Suman 125 muertos enfrentamientos en oeste de Irak desde diciembre

Al menos 125 personas han muerto y 541 han resultado heridas durante casi un mes de enfrentamientos entre grupos vinculados a Al Qaeda y las fuerzas iraquíes en la provincia de Al Anbar, oeste de Irak, informaron hoy autoridades provinciales.

"Los hospitales y centros médicos de la provincia han recibido 125 cuerpos y 541 heridos, tanto civiles como militares, entre el 30 de diciembre de 2013 y el 25 de enero de 2014", precisó el jefe del departamento de Salud de Al Anbar, Judair Jalaf Shalal.

Los enfrentamientos más fuertes ocurrieron en la ciudad de Faluya, a unos 50 kilómetros al oeste de Bagdad, donde el principal nosocomio ha recibido 72 cadáveres y 305 personas heridas, según la fuente, citada por medios internacionales.
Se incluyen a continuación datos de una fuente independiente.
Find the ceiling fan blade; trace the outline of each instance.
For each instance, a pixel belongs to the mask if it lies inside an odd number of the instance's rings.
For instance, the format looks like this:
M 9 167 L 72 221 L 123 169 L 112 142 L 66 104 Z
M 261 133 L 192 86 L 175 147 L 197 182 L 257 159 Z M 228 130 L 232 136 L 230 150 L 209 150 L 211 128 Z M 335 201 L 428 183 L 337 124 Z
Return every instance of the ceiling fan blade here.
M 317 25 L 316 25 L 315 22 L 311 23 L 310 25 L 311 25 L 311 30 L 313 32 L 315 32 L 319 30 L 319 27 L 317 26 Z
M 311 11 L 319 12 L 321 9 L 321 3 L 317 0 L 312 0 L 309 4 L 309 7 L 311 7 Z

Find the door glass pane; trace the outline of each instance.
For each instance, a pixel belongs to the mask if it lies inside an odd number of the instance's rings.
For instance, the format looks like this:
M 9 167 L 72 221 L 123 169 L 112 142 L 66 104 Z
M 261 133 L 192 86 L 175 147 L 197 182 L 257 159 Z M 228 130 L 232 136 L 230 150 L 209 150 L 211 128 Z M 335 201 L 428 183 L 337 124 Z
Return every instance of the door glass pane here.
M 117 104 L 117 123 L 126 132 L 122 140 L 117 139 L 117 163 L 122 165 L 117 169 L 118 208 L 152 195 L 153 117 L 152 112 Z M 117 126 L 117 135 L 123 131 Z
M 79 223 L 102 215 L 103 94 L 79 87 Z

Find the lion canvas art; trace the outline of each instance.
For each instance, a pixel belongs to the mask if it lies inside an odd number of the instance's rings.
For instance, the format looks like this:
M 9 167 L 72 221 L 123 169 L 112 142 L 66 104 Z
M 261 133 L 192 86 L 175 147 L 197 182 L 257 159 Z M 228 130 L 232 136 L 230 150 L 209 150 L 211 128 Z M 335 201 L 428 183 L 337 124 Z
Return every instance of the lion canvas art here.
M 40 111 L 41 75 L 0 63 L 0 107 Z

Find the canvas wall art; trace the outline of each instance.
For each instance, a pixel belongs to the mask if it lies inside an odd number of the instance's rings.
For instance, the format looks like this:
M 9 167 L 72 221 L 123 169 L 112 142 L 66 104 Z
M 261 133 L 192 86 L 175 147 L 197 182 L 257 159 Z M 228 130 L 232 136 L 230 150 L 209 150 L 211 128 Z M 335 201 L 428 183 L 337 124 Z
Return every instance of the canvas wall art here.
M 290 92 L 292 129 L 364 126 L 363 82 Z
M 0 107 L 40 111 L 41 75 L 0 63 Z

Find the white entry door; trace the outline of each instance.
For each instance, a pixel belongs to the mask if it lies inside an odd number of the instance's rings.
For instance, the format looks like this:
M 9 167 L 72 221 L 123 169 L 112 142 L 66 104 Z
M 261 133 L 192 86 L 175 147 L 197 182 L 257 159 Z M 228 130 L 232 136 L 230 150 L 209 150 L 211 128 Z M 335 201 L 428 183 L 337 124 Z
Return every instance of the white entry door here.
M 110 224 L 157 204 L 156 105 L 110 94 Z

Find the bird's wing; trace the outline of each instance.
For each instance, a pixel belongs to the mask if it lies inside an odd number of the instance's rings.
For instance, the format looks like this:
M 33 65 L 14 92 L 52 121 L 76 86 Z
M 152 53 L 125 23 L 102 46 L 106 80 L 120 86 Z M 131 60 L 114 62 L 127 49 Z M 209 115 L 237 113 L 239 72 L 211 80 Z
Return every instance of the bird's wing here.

Faluya y Ramadi, la capital provincial, han sido escenario de cruentos combates después de que la Policía iraquí desmanteló a finales de diciembre pasado un campamento de protesta antigubernamental a las afueras de Ramadi.

Las autoridades denunciaron que el campamento albergaba extremistas armados, pero los manifestantes negaron las acusaciones y aseguraron que sólo protestaban legítimamente contra la discriminación y malos tratos a la minoría sunita por parte del gobierno.

Ambas ciudades cayeron a principios de enero en manos del Estado Islámico de Irak y el Levante (EIIL), vinculado con Al Qaeda, pero las fuerzas gubernamentales lograron recuperar el control de Ramadi semanas después, mientras el Ejército sigue su ofensiva para recuperar Faluya.

El Alto Comisionado de las Naciones Unidas para los Refugiados (ACNUR) denunció el viernes pasado que más de 140 mil personas han sido desplazadas en el último mes, 65 mil tan sólo la semana pasada debido a los combates en Faluya y Ramadi.

Los combates comenzaron el pasado 30 de diciembre en Ramadi, después de que fue desmantelado un campamento de manifestantes antigubernamentales calificado por el Ejecutivo como el "cuartel general de Al Qaeda".

Tras la invasión de Estados Unidos y la caída de Saddam Hussein, Ramadi y Faluya se convirtieron en bastiones de la insurgencia, y las fuerzas estadunidenses sufrieron en esta provincia sus mayores pérdidas desde la guerra de Vietnam.